After playing the role of a talking motorcycle in Heat Vision and Jack (an hilarious but rejected TV pilot), Owen Wilson now lends his Texas surfer-dude drawl to a race car in the latest production from Pixar. Specializing themselves in the anthropomorphism of everything from toys (Toy Story) to bugs (“A Bug’s Life”) and fish (Finding Nemo), the famed but slightly overrated animation studios give the same treatment to cars in, well, “Cars”.
Lightning McQueen (Wilson) is an arrogant and egocentric star on the NASCAR circuit who’s only concerned with winning the Piston Cup and scoring lucrative sponsorship contracts. But when he strays away somewhere along Road 66 and finds himself in Radiator Springs, a little town in the middle of nowhere, McQueen discovers that there’s a whole world beyond racetracks. If some residents like Doc Hudson (the voice of Paul Newman), a former NASCAR champion himself, aren’t thrilled with the newcomer’s arrival, others immediately befriend him, notably Mater (Larry the Cable Guy), a rust-covered redneck tow truck and Sally (Bonnie Hunt), a seductive Porsche.

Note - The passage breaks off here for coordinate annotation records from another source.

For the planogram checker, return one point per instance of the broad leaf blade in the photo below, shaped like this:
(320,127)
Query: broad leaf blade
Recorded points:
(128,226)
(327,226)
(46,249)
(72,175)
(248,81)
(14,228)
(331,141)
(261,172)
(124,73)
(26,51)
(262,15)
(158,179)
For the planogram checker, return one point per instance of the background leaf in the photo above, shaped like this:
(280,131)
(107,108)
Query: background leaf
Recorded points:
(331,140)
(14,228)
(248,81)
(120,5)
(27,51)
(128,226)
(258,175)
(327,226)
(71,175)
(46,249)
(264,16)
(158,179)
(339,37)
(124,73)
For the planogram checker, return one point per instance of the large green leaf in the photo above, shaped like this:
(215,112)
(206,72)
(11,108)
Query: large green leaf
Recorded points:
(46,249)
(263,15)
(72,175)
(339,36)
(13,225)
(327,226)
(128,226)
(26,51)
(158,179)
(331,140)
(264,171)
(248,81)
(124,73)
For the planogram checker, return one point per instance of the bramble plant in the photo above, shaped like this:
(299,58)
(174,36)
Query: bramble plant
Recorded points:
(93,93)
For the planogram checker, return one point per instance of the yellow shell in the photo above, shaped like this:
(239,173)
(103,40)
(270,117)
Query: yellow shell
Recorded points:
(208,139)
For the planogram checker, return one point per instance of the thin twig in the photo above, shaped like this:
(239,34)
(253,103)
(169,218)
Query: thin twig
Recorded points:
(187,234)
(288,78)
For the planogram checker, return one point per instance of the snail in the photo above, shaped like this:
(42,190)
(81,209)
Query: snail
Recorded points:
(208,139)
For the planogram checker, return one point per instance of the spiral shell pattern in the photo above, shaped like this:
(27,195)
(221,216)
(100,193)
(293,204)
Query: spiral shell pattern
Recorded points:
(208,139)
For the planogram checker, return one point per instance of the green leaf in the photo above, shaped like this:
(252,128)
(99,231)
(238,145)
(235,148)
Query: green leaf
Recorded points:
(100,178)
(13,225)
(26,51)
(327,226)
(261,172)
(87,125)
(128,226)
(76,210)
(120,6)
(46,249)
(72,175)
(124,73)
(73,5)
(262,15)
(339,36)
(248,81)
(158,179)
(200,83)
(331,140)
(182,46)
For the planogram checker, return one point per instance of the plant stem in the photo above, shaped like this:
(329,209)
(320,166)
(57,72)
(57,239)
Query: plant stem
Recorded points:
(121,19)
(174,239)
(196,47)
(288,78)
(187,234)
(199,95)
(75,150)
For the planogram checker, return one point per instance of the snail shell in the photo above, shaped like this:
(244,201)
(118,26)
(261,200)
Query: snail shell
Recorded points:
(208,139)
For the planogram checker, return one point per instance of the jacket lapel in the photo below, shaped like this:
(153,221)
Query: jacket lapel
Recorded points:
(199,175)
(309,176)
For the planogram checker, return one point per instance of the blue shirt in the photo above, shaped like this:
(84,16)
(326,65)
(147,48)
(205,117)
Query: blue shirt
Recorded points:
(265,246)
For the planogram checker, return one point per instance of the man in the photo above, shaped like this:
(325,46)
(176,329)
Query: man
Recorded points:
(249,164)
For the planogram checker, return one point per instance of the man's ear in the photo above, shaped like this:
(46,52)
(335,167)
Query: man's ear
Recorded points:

What we have here is the good old story of the stranger who first inspires suspicion, but eventually wins the trust and respect of a community. The fact that the characters are four-wheeled allows for obvious but rather amusing associations between vehicles and personality types: the army jeep is an old conservative, the Westfalia is a hippie, etc. “Cars” is almost non-stop gags, some childish (backfiring=farting), some more risqué (watch those NASCAR groupies flashing their headlights!). While entertaining and visually spectacular, this tale is less touching than what Pixar has used us too, even though -maybe because- the themes are similar. Director John Lasseter is allegedly obsessed with “the mechanics, the ornamentation, the whole history of automobiles”, and you can tell he and his crew had a great time designing “Cars”. Yet, if you personally don’t have any emotional investment with that stuff and it mostly reminds you of noise and smoke, it’s not quite as charming. Nonetheless, one can appreciate the little lesson about how in the highway of life, it’s sometimes good to slow down and enjoy the crossroads.